Depressão da velhice
“Recebi dois e-mails que me deram grande alegria. Um deles, de uma mulher que me
falava de sua mãe. O outro, também de uma mulher, falava-me sobre sua avó. A
primeira me contava de sua mãe, já velha, como eu, que estava mergulhada numa
profunda melancolia. Passava os seus dias com olhar perdido. Certamente pensava
no fim que se aproximava. Nunca havia lido um único livro em toda sua vida. Na
tentativa de tirar sua mãe da depressão, começou a ler para ela alguns dos meus
textos. Um milagre aconteceu. Ela ressuscitou. Começou a ler e agora não queria
parar. A outra me contou algo semelhante. Sua avó vivia a tristeza de duas
perdas: do marido e da filha. A neta teve a mesma ideia: começou a ler para a
sua avó. O mesmo milagre aconteceu. Agora não parava de ler. O que teria acontecido?

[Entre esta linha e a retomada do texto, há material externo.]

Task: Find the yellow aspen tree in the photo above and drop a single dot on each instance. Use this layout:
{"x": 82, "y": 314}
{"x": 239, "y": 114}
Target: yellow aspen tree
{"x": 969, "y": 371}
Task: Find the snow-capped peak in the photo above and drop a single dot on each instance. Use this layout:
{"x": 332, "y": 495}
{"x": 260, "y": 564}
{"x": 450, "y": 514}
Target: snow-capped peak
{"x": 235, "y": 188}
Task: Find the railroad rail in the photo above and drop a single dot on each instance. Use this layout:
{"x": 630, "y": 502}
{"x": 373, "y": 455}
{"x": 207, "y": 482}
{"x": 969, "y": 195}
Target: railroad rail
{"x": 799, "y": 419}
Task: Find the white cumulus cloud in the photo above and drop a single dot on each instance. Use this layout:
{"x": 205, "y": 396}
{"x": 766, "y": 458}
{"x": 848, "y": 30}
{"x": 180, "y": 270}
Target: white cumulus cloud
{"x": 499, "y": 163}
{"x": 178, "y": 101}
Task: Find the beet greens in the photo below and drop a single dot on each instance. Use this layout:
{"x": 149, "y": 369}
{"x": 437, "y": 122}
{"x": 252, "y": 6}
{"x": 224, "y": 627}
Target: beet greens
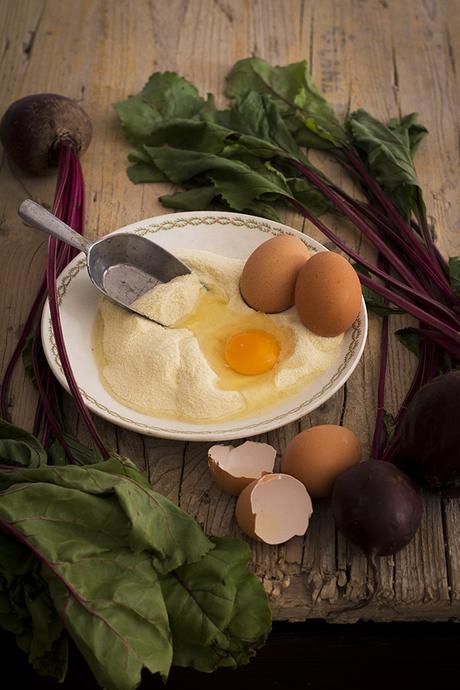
{"x": 251, "y": 156}
{"x": 93, "y": 550}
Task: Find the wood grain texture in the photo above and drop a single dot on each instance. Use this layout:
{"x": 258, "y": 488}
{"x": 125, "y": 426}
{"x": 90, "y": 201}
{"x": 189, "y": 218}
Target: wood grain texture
{"x": 388, "y": 56}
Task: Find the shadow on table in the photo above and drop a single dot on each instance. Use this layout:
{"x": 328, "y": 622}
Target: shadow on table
{"x": 314, "y": 655}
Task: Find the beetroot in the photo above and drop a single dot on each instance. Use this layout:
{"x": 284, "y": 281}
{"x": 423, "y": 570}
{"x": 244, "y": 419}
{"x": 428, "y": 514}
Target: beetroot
{"x": 376, "y": 507}
{"x": 429, "y": 445}
{"x": 34, "y": 128}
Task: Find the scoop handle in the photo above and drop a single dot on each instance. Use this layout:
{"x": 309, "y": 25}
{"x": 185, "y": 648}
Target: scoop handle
{"x": 40, "y": 218}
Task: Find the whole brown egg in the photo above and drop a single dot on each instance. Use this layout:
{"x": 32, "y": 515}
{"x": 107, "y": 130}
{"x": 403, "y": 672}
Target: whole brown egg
{"x": 327, "y": 294}
{"x": 269, "y": 275}
{"x": 318, "y": 455}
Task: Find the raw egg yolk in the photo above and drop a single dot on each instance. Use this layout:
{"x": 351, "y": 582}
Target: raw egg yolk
{"x": 251, "y": 352}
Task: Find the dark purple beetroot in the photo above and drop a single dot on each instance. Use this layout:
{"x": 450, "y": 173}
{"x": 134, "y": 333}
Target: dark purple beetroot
{"x": 376, "y": 507}
{"x": 429, "y": 447}
{"x": 33, "y": 128}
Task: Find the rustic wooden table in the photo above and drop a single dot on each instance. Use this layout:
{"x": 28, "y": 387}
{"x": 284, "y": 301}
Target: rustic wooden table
{"x": 389, "y": 56}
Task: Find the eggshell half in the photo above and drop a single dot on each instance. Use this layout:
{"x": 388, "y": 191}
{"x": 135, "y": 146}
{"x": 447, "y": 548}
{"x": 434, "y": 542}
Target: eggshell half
{"x": 327, "y": 294}
{"x": 234, "y": 468}
{"x": 269, "y": 275}
{"x": 274, "y": 508}
{"x": 317, "y": 456}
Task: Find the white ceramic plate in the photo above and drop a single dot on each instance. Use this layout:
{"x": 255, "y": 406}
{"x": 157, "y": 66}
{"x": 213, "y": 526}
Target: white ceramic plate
{"x": 230, "y": 234}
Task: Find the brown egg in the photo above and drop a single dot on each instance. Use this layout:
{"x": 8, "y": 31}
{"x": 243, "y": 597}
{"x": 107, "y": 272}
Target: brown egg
{"x": 268, "y": 279}
{"x": 234, "y": 468}
{"x": 327, "y": 294}
{"x": 274, "y": 508}
{"x": 318, "y": 455}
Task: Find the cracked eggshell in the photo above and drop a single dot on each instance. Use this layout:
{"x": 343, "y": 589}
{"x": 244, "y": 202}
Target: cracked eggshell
{"x": 234, "y": 468}
{"x": 274, "y": 508}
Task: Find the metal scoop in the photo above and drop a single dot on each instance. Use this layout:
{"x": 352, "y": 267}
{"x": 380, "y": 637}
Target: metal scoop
{"x": 123, "y": 266}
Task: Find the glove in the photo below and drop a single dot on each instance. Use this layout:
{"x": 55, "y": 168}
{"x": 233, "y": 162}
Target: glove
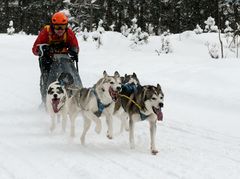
{"x": 73, "y": 55}
{"x": 44, "y": 50}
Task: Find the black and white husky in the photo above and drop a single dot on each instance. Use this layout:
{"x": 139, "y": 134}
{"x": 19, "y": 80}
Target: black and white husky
{"x": 143, "y": 103}
{"x": 95, "y": 102}
{"x": 57, "y": 104}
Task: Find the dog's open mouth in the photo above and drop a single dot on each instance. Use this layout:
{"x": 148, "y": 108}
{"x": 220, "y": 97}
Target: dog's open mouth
{"x": 113, "y": 94}
{"x": 55, "y": 103}
{"x": 158, "y": 112}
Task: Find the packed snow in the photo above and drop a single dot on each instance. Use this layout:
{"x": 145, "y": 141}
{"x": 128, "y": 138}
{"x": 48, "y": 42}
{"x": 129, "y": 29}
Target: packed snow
{"x": 198, "y": 138}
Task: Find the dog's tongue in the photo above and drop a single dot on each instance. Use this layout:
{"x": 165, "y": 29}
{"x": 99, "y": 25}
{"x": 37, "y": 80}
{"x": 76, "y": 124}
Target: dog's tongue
{"x": 55, "y": 103}
{"x": 159, "y": 113}
{"x": 113, "y": 94}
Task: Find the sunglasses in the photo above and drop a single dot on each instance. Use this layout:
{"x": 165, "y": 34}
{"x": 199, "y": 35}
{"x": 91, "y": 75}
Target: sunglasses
{"x": 60, "y": 27}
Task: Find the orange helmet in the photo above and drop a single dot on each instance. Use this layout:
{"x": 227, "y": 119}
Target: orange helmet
{"x": 59, "y": 18}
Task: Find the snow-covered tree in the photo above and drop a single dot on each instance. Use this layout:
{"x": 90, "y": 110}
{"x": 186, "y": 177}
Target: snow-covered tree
{"x": 112, "y": 27}
{"x": 139, "y": 37}
{"x": 10, "y": 29}
{"x": 85, "y": 34}
{"x": 210, "y": 25}
{"x": 213, "y": 50}
{"x": 198, "y": 29}
{"x": 134, "y": 26}
{"x": 97, "y": 35}
{"x": 150, "y": 29}
{"x": 125, "y": 30}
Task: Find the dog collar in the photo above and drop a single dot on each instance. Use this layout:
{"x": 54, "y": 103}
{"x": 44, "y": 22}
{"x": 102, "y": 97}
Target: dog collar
{"x": 101, "y": 106}
{"x": 143, "y": 116}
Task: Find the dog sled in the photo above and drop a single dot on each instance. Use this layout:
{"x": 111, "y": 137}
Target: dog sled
{"x": 62, "y": 69}
{"x": 63, "y": 64}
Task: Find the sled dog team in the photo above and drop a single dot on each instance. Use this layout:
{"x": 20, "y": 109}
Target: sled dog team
{"x": 121, "y": 96}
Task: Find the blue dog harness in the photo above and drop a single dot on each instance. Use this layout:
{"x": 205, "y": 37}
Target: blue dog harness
{"x": 101, "y": 106}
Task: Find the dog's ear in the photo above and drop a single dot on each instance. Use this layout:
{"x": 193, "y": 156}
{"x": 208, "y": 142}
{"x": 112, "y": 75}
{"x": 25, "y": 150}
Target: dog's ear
{"x": 105, "y": 74}
{"x": 116, "y": 74}
{"x": 159, "y": 88}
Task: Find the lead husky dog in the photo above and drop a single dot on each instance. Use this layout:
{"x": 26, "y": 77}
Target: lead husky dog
{"x": 57, "y": 104}
{"x": 144, "y": 103}
{"x": 129, "y": 83}
{"x": 96, "y": 102}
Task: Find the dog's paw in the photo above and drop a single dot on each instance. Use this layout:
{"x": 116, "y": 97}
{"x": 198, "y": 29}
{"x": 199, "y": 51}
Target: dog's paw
{"x": 72, "y": 134}
{"x": 132, "y": 146}
{"x": 98, "y": 129}
{"x": 52, "y": 128}
{"x": 82, "y": 140}
{"x": 154, "y": 152}
{"x": 109, "y": 136}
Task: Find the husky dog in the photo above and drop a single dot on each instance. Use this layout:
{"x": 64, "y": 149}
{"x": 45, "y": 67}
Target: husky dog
{"x": 144, "y": 103}
{"x": 96, "y": 102}
{"x": 57, "y": 103}
{"x": 129, "y": 84}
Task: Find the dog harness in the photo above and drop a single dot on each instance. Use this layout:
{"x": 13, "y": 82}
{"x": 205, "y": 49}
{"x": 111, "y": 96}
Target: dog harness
{"x": 101, "y": 106}
{"x": 130, "y": 88}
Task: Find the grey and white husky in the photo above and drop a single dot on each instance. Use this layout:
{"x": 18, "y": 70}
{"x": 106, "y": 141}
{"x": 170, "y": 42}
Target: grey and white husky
{"x": 95, "y": 102}
{"x": 129, "y": 84}
{"x": 143, "y": 103}
{"x": 57, "y": 104}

Talvez eu, velho, tivesse colocado em palavras coisas que estavam nas suas
almas. A grande tristeza da velhice é a solidão. Lembro-me de uma tola,
tentando consolar um velho de 92 anos que só vivia de saudades: ‘É preciso
esquecer o passado! É preciso olhar para a frente!’. Mas que ‘para frente’
existe na alma de um velho de 92 anos? Talvez uma coisa simples e barata que
possa ser feita para os velhos seja ler-lhes literatura, quem sabe poesia. A
literatura nos liberta da solidão. E traz alegria.”
(Rubem Alves, Ostra feliz não faz pérola, Ed. Planeta
(2008), página 252).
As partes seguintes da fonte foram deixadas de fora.